Adult patients with a code-status had over 4 times the LoS compared to those without (13.2 vs. 2.9). Among the adult patients with a code-status, those with FULL_CODE had a mean LoS of 13.9 days compared to 12.8 days for those with a DNR (DNR/DNR_DNI). Adult ICU patients without a code-status (n=8,873) had a mean ICU stay of 5.8 days compared to 8.2 days for those admitted to an ICU with a code-status (n=2,486). Among the adult patients with a code-status, those with FULL_CODE and admitted to an ICU (n= 898) had a mean ICU stay of 8.4 days compared to 8.1 days for patients with a DNR code (n=1,588).
Survival Status
Among the adult patients who died during the study period, over two thirds (892 of 1,300) had a DNR (DNR/DNR_DNI) code documented. About a third of the adult patients (892 of 2,373) with a DNR code died during the study period, compared to less than 2% (34 of 2,052) of those with a FULL_CODE (Table 2).
Adult patients – Demographic distributions
Table 4 shows the association of gender, race, ethnicity, and distance of residence from hospital to the documentation of code-status for adult patients. Men were more likely than women to have a code-status documented, Hispanics were less likely to have a code-status documented, and those living farther away from hospital were more likely to have a code-status.
Table 4.
Chi-Square test for association with demographics for adult and pediatric patients The counts exclude – 53 adult (20 pediatric) patients with unknown gender, 3 adult (1 pediatric) patients with race attribute unpopulated, and 147 adult (60 pediatric) patients with ethnicity attribute unpopulated. [These numbers may not be mutually exclusive.]

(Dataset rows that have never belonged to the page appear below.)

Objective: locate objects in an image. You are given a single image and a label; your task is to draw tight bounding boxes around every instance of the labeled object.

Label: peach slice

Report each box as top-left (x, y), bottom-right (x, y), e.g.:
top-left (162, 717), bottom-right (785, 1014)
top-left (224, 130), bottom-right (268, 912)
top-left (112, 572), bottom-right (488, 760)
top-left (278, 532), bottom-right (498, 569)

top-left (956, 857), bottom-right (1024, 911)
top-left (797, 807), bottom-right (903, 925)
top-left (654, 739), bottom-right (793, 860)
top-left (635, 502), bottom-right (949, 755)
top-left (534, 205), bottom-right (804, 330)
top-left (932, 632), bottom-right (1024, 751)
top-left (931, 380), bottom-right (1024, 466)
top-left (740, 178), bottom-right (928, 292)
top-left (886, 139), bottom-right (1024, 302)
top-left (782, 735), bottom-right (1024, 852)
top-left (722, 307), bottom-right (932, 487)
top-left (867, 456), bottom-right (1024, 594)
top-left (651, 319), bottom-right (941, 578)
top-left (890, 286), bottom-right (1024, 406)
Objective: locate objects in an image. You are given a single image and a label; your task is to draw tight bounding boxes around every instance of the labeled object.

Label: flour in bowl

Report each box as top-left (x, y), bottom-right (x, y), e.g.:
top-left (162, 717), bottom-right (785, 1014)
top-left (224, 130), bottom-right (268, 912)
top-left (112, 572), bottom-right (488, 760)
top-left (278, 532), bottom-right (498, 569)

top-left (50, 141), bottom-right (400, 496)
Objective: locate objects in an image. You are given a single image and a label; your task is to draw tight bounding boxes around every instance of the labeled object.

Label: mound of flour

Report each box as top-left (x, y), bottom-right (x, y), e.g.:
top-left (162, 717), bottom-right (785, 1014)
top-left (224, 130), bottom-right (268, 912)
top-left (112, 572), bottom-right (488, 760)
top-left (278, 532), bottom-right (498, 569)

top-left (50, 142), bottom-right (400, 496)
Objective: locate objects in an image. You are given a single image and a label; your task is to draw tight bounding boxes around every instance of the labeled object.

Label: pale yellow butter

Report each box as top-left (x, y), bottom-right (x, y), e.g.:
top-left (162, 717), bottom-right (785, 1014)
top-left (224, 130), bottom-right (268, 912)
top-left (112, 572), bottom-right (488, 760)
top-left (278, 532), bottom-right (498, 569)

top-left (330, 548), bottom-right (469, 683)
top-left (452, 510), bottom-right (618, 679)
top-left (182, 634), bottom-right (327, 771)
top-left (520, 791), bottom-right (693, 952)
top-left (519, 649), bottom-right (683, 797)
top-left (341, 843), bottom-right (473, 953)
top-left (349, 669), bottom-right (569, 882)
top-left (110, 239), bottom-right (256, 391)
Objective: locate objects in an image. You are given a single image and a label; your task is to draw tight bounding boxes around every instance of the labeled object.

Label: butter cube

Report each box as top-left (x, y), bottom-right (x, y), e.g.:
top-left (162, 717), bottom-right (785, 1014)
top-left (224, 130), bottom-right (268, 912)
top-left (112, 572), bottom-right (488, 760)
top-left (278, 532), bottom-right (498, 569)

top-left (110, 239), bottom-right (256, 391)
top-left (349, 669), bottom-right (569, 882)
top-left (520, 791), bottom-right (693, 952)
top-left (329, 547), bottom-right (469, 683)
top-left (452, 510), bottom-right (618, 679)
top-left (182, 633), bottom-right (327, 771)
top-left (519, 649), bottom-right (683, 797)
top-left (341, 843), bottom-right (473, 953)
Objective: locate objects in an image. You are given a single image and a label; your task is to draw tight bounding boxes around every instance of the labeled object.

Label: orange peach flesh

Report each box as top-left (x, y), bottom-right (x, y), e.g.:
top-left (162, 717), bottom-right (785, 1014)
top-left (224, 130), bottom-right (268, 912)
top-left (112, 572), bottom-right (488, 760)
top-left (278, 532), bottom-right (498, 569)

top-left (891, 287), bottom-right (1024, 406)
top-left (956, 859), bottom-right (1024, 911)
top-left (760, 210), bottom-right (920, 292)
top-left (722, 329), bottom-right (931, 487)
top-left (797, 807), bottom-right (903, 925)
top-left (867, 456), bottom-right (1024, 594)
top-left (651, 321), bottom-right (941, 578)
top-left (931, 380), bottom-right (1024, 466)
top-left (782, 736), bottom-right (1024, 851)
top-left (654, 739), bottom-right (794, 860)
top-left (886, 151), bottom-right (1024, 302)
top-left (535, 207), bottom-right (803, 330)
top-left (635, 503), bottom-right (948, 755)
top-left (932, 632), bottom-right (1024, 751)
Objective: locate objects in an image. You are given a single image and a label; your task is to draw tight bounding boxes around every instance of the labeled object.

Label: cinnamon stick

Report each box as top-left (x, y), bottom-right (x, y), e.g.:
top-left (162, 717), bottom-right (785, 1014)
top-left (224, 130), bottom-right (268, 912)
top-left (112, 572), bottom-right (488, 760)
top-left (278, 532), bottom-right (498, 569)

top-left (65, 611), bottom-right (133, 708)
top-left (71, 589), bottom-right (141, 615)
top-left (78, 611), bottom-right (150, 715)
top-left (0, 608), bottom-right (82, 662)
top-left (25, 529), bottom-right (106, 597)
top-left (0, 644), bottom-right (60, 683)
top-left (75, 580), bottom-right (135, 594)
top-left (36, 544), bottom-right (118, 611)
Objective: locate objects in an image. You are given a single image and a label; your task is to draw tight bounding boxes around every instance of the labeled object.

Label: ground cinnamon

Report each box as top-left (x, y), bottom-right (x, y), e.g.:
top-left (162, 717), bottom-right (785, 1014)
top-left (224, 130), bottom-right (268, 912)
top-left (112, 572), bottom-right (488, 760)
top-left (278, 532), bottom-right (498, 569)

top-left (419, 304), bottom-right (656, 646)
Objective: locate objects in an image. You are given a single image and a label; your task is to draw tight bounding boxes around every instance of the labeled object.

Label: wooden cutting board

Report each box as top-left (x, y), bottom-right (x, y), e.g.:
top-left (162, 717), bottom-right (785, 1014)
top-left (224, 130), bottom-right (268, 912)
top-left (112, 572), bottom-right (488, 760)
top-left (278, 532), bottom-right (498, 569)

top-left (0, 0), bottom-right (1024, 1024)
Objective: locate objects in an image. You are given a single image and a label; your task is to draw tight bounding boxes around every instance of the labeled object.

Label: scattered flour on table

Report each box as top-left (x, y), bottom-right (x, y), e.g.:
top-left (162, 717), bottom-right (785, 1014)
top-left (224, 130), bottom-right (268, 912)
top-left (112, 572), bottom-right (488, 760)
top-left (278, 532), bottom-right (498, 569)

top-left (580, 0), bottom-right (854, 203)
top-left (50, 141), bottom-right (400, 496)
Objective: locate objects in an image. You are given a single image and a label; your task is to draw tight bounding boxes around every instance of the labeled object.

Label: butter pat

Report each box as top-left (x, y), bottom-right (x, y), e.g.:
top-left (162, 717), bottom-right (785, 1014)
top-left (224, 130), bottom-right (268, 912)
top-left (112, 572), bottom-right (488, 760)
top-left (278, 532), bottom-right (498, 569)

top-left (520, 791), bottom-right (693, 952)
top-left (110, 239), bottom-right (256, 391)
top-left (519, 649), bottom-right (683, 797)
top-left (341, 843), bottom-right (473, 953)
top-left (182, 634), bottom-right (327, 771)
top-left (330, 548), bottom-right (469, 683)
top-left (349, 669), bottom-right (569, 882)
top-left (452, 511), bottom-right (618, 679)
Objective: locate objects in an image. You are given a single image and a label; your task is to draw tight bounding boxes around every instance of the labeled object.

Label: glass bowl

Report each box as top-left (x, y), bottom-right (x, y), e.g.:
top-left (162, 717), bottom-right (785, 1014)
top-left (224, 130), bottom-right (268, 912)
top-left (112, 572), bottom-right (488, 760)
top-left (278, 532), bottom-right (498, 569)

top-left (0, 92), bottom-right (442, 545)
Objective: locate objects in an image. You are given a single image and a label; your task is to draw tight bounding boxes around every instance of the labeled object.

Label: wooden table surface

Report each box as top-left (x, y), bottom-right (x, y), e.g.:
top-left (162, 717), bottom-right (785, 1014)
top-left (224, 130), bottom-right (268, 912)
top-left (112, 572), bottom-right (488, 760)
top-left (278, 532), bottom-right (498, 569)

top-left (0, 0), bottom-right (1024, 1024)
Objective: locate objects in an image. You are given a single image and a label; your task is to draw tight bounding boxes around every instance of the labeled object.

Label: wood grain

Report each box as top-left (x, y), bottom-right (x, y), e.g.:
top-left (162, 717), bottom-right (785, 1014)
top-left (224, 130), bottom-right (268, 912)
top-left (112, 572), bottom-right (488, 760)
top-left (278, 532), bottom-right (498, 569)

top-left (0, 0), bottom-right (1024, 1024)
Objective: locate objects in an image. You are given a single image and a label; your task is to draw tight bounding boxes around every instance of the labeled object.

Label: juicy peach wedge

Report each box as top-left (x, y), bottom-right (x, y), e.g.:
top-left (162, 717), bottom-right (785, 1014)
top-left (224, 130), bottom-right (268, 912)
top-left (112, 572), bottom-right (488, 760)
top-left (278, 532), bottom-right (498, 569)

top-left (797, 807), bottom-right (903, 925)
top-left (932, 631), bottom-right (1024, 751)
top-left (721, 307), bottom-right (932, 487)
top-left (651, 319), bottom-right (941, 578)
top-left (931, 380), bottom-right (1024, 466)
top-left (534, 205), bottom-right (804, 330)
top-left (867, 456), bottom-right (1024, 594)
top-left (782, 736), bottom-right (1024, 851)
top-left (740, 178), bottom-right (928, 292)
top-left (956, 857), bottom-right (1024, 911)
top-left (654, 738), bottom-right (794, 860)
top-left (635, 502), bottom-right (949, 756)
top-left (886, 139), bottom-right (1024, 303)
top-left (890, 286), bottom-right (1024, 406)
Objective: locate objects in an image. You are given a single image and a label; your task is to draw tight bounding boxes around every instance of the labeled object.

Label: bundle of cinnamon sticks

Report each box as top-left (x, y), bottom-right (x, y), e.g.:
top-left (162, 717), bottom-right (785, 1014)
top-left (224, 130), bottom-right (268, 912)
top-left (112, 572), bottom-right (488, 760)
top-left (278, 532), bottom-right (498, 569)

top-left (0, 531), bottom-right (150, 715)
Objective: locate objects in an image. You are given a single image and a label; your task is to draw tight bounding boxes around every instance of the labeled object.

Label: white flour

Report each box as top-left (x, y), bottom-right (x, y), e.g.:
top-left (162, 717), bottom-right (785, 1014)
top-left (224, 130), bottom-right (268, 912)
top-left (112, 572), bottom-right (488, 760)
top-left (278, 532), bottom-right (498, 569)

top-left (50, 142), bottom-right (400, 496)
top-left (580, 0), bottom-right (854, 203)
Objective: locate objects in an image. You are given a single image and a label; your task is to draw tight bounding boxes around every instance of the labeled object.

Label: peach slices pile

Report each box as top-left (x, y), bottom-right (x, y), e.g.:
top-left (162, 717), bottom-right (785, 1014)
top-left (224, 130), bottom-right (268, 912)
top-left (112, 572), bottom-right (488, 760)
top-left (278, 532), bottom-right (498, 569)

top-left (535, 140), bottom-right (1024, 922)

| Parameter | Value | With Code Status [count (%)] | Without Code Status [count (%)] | p-value for Chi-Sq. comparing distributions (with & without CS) |
|---|---|---|---|---|
| Adult Patients | ||||
| Gender | M | 2,308 (6.2) | 34,892 (93.8) | < 0.01 |
| F | 2,117 (4.6) | 43,878 (95.4) | ||
| Race | ALASKAN/INDIAN | 14 (5.2) | 256 (94.8) | < 0.01 |
| ASIAN/PACIFIC ISLAND | 37 (2.7) | 1,345 (97.3) | ||
| BLACK | 624 (4.6) | 13,004 (95.4) | ||
| UNKNOWN/DECLINED | 212 (6.7) | 2,952 (93.3) | ||
| WHITE | 3,538 (5.5) | 61,263 (94.5) | ||
| Ethnicity | HISPANIC/LATINO | 75 (2.7) | 2,740 (97.3) | < 0.01 |
| NOT HISPANIC/LATINO | 3,642 (5.1) | 68,333 (94.9) | ||
| DECLINED/UNKNOWN | 708 (8.5) | 7,603 (91.5) | ||
| Dist. From Hospital | Within 25 Miles | 2,103 (4.3) | 46,538 (95.7) | < 0.01 |
| > 25 Miles | 2,322 (6.7) | 32,285 (93.3) | ||
| Pediatric Patients | ||||
| Gender | M | 54 (0.2) | 30,321 (99.8) | 0.31 |
| F | 35 (0.1) | 25,226 (99.9) | ||
| Race | ALASKAN/INDIAN | 0 (0) | 222 (100) | 0.11 |
| ASIAN/PACIFIC ISLAND | 2 (0.2) | 1,313 (99.8) | ||
| BLACK | 13 (0.1) | 13,576 (99.9) | ||
| UNKNOWN/DECLINED | 4 (0.1) | 4,413 (99.9) | ||
| WHITE | 70 (0.2) | 36,042 (99.8) | ||
| Ethnicity | HISPANIC/LATINO | 4 (0.1) | 6,695 (99.9) | < 0.01 |
| NOT HISPANIC/LATINO | 69 (0.2) | 45,526 (99.8) | ||
| DECLINED/UNKNOWN | 16 (0.5) | 3,286 (99.5) | ||
| Dist. From Hospital | Within 25 Miles (40.2 KM) | 37 (0.1) | 40,713 (83.7) | < 0.01 |
| > 25 Miles (> 40.2 KM) | 52 (0.2) | 14,854 (42.9) | ||
Adult patients – code-changes
There were 1,901 distinct adult patients, who had a change in code-status during the study period with a total of 2,015 changes – this includes those who changed from previously undocumented status. The number of encounters, LoS and ICU-days were 3.9, 18.3 days, and 9.4 days, respectively, for the patients who had a changed code-status during the study; the respective values for those with no code-status change were 1.5, 3.1 days, and 6 days. Table 5 provides the comparison of the number of encounters, LoS and ICU days for the adult patients with and without a change in the code-status – along with respective p-values.
Table 5.
LoS and ICU-days for adult and pediatric patients who did/did-not change the Code Status during the study period
| Parameter | Code Status Changed4 | Code Status Not Changed4 | p-value |
|---|---|---|---|
| Adult Patients | |||
| Number of Encounters | 3.9 5 | 1.5 5 | < 0.01 |
| Length of Stay (days) | 18.3 3 | 3.1 3 | < 0.01 |
| ICU (days) | 9.4 3 | 6.0 3 | < 0.01 |
| Adult Patients | |||
| Number of Encounters | 6.2 5 | 1.4 5 | < 0.01 |
| Length of Stay (days) | 33.1 3 | 2.5 3 | < 0.01 |
| ICU (days) | 15.7 3 | 12.3 3 | 0.30 |
Days indicating avg. of sum over all encounters for individual patient
Code Status change including the change from previous undocumented status
Avg. number of encounters
Pediatric patients – Code Status
The average age of pediatric patients with a code-status was 5.8 years as compared to 6.1 years for those without (Table 3). Among the pediatric patients with a code-status, those with a FULL_CODE had an average age of 10.2 years and those with a DNR (DNR/LIMITED) code 5.3 years.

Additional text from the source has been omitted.